At 80,000 tons annually, Indonesia is the second largest tin producer in the world, just barely behind China’s 85,000 tons. Tin mined in Indonesia and throughout the world is predominantly used in solders, both for electronics as well as for plumbing and other structural solders.
Indonesia is running out of land-based tin. PT Timah, Indonesia’s largest mining company estimates that it has a little more than 16,000 tons of terrestrial tin left in reserve. But this metal-rich country is floating on a massive deposit of cassiterite, the major tin-bearing ore. The company estimates that another 265,000 tons of tin remain buried beneath Indonesia’s sea floor. Accessing that tin, however, creates a host of new challenges.
Tin is mined, at least on land, largely by hand. With pickaxes and buckets, men scrape the ore out of the ground. Massive holes pockmark the islands of Bangka and Belitung, where 90% of Indonesia’s tin is produced. The risk of landslides increases with the ever widening and deepening holes.
The safety issues alone could have prompted industry to move offshore, but with orders of magnitude more ore in the seafloor and dwindling surface deposits, that transition is inevitable.
Even offshore, tin mining in Indonesia is a dangerous and largely artisanal affair. Small vessels sail into deep water to pump a slurry of sand and ore onto the deck, where the tin ore is sorted from the sand by hand. But that may soon change. PT Timah has invested in larger bucket wheel dredgers that can process more sand, faster.
Offshore mining for tin ore may put local fisheries at risk, produce massive plumes, and place workers in unsafe and possibly deadly conditions. Currently, the Friends of The Earth, an environmental NGO who, along with other NGOs, successfully sued Royal Dutch Shell, forcing the oil giant to commit to reduce its emissions by 45% by 2030, have begun pushing smartphone companies to change their tin supply lines or demand improvements to Indonesian tin production. One of the few communities in Bangka that has successfully avoided tin mining thus far, now faces the threat of offshore tin mining in their traditional fishing grounds.

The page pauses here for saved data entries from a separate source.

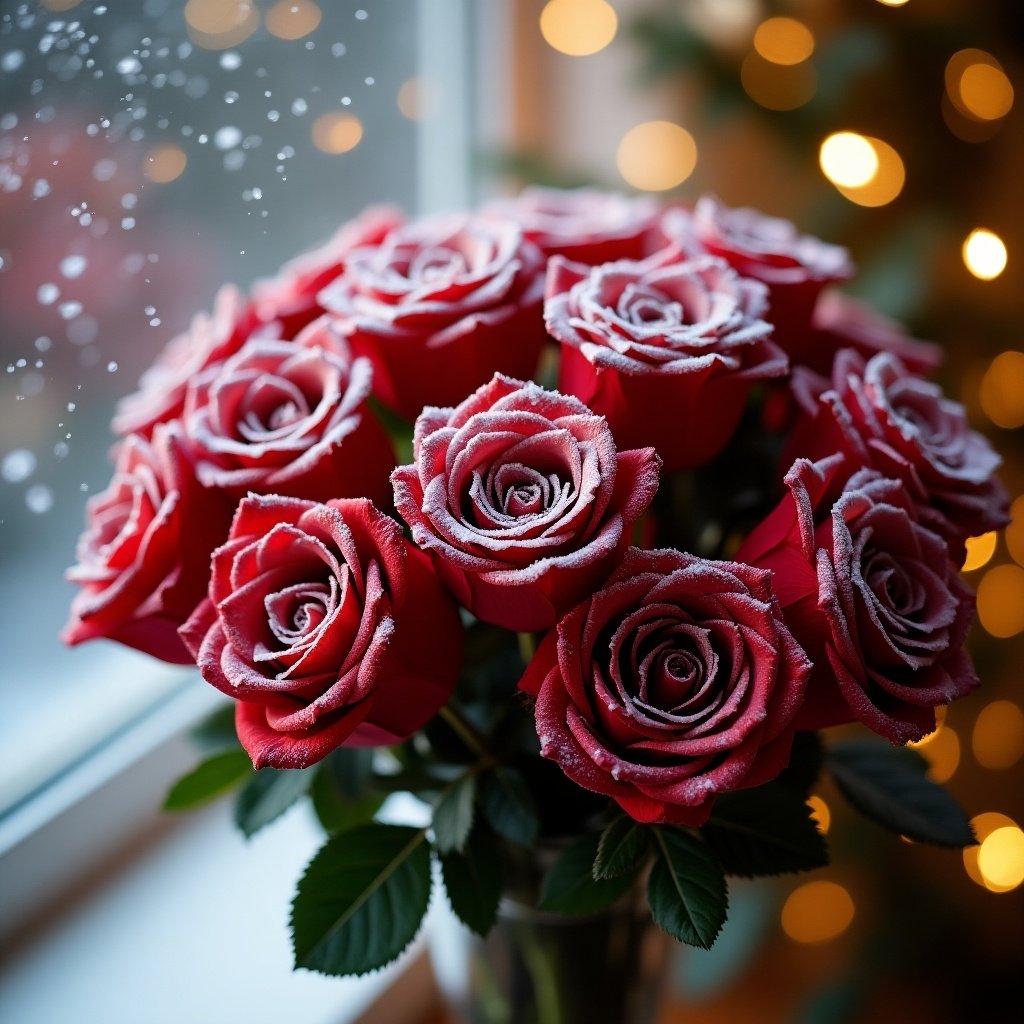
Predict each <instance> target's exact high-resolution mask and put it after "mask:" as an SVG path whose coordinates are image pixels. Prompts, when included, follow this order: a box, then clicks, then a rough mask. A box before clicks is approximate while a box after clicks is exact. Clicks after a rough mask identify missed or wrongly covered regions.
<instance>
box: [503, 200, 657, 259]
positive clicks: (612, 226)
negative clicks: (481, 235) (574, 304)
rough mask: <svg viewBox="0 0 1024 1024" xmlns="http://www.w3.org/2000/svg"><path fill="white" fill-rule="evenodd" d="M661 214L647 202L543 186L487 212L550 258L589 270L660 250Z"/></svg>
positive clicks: (638, 258) (637, 257)
mask: <svg viewBox="0 0 1024 1024" xmlns="http://www.w3.org/2000/svg"><path fill="white" fill-rule="evenodd" d="M659 211H660V208H659V206H658V204H657V203H656V202H654V200H652V199H650V198H649V197H646V196H632V197H630V196H623V195H621V194H618V193H605V191H600V190H599V189H597V188H571V189H568V188H543V187H539V186H535V187H532V188H524V189H523V190H522V191H521V193H520V194H519V195H518V196H515V197H511V198H505V199H498V200H494V201H493V202H490V203H488V204H486V206H484V208H483V213H484V215H485V216H497V217H503V218H505V219H508V220H514V221H515V222H516V223H517V224H519V226H520V227H521V228H522V231H523V234H524V236H525V237H526V239H527V240H528V241H530V242H534V243H536V244H537V245H538V246H540V248H541V251H542V252H543V253H544V254H545V256H555V255H558V256H564V257H565V258H566V259H570V260H574V261H575V262H578V263H588V264H595V263H607V262H609V261H611V260H614V259H642V258H643V257H644V256H646V255H648V253H649V252H650V251H651V249H652V247H653V246H655V245H656V242H655V239H656V233H655V232H656V226H657V217H658V213H659Z"/></svg>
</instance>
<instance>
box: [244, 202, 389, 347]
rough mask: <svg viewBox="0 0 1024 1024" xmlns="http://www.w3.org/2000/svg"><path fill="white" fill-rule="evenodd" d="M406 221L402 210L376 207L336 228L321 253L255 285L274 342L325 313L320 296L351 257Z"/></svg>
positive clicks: (307, 255) (303, 327)
mask: <svg viewBox="0 0 1024 1024" xmlns="http://www.w3.org/2000/svg"><path fill="white" fill-rule="evenodd" d="M401 223H402V216H401V212H400V211H399V210H397V209H395V208H394V207H390V206H372V207H369V208H368V209H367V210H364V211H362V213H360V214H359V215H358V216H357V217H355V218H354V219H352V220H350V221H348V222H347V223H345V224H342V226H341V227H340V228H339V229H338V231H337V232H336V233H335V236H334V237H333V238H332V239H330V240H329V241H328V242H326V243H325V244H324V245H323V246H321V247H319V248H318V249H315V250H313V251H312V252H308V253H303V254H302V255H301V256H298V257H296V258H295V259H293V260H289V262H287V263H286V264H285V265H284V266H283V267H282V268H281V269H280V270H279V271H278V272H276V274H274V276H272V278H266V279H263V280H262V281H257V282H256V283H255V284H254V285H253V289H252V295H253V307H254V310H255V313H256V316H257V318H258V319H259V321H260V322H261V323H263V324H272V325H274V327H273V336H274V337H276V338H286V339H291V338H294V337H295V336H296V335H297V334H298V333H299V331H301V330H302V328H304V327H305V326H306V325H307V324H311V323H312V322H313V321H314V319H316V318H317V317H318V316H321V315H322V314H323V312H324V308H323V306H321V305H319V303H318V302H317V301H316V295H317V294H318V293H319V292H321V291H322V290H323V289H325V288H326V287H327V286H328V285H330V284H331V282H332V281H334V280H335V279H336V278H338V276H340V275H341V273H342V271H343V270H344V269H345V263H346V261H347V260H348V254H349V253H350V252H351V251H352V250H353V249H358V248H359V247H360V246H376V245H380V243H381V242H383V241H384V239H385V238H386V237H387V236H388V233H389V232H390V231H393V230H394V229H395V228H396V227H399V226H400V225H401Z"/></svg>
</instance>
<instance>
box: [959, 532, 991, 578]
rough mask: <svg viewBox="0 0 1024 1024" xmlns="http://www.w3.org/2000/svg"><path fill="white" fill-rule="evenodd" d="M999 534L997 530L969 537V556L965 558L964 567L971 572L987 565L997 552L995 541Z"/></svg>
mask: <svg viewBox="0 0 1024 1024" xmlns="http://www.w3.org/2000/svg"><path fill="white" fill-rule="evenodd" d="M997 540H998V535H997V534H996V532H995V530H994V529H993V530H990V531H989V532H987V534H982V535H981V536H980V537H969V538H968V539H967V541H966V543H965V547H966V548H967V557H966V558H965V559H964V566H963V569H964V571H965V572H971V571H973V570H974V569H980V568H981V567H982V565H987V564H988V562H989V560H990V559H991V557H992V555H994V554H995V542H996V541H997Z"/></svg>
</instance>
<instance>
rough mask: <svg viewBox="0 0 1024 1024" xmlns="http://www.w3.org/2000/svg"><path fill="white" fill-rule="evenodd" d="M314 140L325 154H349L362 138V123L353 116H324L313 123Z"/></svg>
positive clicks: (351, 114) (317, 146)
mask: <svg viewBox="0 0 1024 1024" xmlns="http://www.w3.org/2000/svg"><path fill="white" fill-rule="evenodd" d="M312 138H313V145H315V146H316V148H317V150H322V151H323V152H324V153H332V154H338V153H348V152H349V150H354V148H355V147H356V146H357V145H358V144H359V140H360V139H361V138H362V122H361V121H359V119H358V118H357V117H355V116H354V115H353V114H341V113H335V114H322V115H321V116H319V117H318V118H317V119H316V120H315V121H314V122H313V128H312Z"/></svg>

While traditional mining still bears the scars of several centuries of colonialism and environmental exploitation, deep-sea mining has the rare potential for a clean slate. Its position as a support industry for renewable energy development lends credibility to corporate claims that deep-sea mining could result in a net positive impact for the global environment. But that reputation, and that potential legacy, hinges on the next few years, the finalized mining code, and, ultimately, how closely mining contractors adhere to the promise of environmentally responsible exploitation of the deep seafloor once commercial production begins. Learning from the missteps of its shallow water counterparts can help guide the industry in a more sustainable direction.